会計ソフトが財務諸表を打ち出してくれますが、財務と会計の違い、そして会計と経理の違いが意外に理解されていないのです。元は英米の概念なので、それぞれを英語で表現すると、財務がfinance、会計がaccountingです。実は経理もaccountingです。ついでに帳簿はbookで、簿記はbook keepingです。簿記という日本語はボック・キーピンが訛ったものですが、意味がピッタリの訳語でほとんどの人が日本語だとおもっています。ファイナンスの方は最近、ファイナンス・プランナーという職業が喧伝されるようになって、また金融業者の宣伝もあって、何となく借金のように思っている人もいるかもしれません。ちなみにフィナンシェという洋菓子の語源もファイナンスです。ファイナンスという表現が広がっている割に、理解している人が少ないのも問題です。直訳すればファイナンスは財政です。財務省はMinistry of Finance通称MOFです。つまり財務とは予算のように将来計画の事ですから、ファイナンス・プランというのはやや意味が二重です。
会計は帳簿につけたりして、数字を書き込むことで、収入や支出という過去のできごとの記録です。単純に収入と支出と残額を書くのが単式簿記で、家計簿や普通の会計はこれで間に合います。しかし利益をきちんと計算しようとすると、内容ごとに分類する必要が出てきます。これが仕分けです。仕訳(と書くことが多い)をしながら帳簿をつけるのが複式簿記で、階層化されるため理解がやや難しくなります。本来、仕訳は自由にやってよいのですが、税務署など社外の人に理解できるようにするには一定のルールによって帳簿をつけなくてはならず、これが厄介の原因です。

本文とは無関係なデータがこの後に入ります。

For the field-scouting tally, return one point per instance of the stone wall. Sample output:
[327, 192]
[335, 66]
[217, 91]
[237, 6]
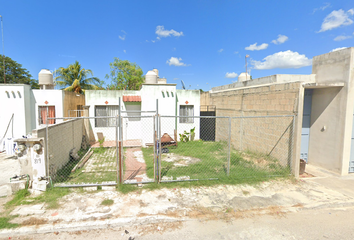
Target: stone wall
[62, 137]
[255, 130]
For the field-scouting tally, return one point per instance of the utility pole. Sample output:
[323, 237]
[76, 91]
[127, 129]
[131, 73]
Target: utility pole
[3, 49]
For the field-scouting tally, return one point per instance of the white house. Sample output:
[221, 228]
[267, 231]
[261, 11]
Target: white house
[138, 107]
[24, 109]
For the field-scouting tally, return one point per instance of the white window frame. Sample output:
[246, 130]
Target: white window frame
[186, 111]
[110, 111]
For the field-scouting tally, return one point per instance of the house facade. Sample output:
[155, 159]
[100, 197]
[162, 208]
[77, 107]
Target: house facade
[138, 107]
[321, 102]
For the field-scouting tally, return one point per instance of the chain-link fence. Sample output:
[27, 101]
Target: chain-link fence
[136, 148]
[226, 147]
[82, 151]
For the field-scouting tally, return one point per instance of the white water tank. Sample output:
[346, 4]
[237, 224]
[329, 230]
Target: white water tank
[45, 79]
[156, 71]
[151, 77]
[244, 77]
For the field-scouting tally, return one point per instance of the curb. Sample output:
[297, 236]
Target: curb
[85, 225]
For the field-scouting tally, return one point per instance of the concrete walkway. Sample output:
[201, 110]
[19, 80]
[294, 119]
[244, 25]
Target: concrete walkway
[342, 184]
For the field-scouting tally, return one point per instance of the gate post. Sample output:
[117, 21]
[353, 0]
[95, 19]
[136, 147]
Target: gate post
[154, 141]
[117, 153]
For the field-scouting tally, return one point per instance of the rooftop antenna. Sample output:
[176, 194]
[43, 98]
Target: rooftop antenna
[3, 49]
[183, 86]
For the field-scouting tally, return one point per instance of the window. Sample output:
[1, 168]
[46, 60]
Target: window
[186, 111]
[43, 114]
[79, 111]
[106, 111]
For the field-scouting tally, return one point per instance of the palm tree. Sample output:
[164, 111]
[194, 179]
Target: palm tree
[68, 76]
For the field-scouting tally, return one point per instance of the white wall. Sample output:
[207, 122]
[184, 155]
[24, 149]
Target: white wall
[332, 109]
[53, 97]
[168, 99]
[22, 124]
[193, 98]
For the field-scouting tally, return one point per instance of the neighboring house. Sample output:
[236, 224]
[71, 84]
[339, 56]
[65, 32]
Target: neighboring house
[137, 104]
[322, 102]
[24, 109]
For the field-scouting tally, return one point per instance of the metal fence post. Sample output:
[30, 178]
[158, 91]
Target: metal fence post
[121, 155]
[47, 145]
[154, 141]
[292, 144]
[229, 149]
[160, 150]
[117, 152]
[241, 132]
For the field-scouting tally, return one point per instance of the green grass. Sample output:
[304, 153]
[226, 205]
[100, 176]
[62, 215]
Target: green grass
[18, 199]
[213, 163]
[102, 172]
[5, 224]
[64, 173]
[51, 197]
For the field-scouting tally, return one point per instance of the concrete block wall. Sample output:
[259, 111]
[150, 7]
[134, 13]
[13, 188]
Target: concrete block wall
[272, 135]
[62, 137]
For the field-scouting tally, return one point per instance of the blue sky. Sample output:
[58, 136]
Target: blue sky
[203, 43]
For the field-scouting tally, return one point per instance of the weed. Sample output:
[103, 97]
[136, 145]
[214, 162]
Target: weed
[51, 197]
[126, 188]
[107, 202]
[101, 141]
[4, 222]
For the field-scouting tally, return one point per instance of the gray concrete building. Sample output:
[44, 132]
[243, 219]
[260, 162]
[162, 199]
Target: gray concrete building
[321, 102]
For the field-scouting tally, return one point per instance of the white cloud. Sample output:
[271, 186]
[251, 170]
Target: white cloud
[253, 47]
[231, 75]
[322, 8]
[281, 39]
[336, 19]
[287, 59]
[175, 62]
[341, 38]
[161, 32]
[337, 49]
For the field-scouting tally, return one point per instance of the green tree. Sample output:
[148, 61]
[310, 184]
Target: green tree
[125, 75]
[67, 76]
[15, 73]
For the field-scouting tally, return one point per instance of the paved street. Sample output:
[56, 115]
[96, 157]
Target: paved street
[319, 207]
[309, 224]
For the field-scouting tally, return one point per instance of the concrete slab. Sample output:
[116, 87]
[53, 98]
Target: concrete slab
[29, 210]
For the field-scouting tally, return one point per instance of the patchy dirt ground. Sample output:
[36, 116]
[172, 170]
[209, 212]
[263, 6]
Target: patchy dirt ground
[221, 202]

経理というのは、会計の中で、その日のうちに分類して記入することを一般にいいます。したがって日付が重要になります。商店などでは日ごとの売り上げが大切ですから、経理が必要であり、それを記録(登録)することがregisterでレジはその省略型です。レジは今やバーコードで自動記録されます。それが会計ソフトと連動していれば経理や会計の手間はかなり軽減されます。また誤記も減ります。反面、機械任せになって実態がつかみにくくなります。会計という過去データから財務という将来計画を考えるには、まず根本的システムの理解が必要です。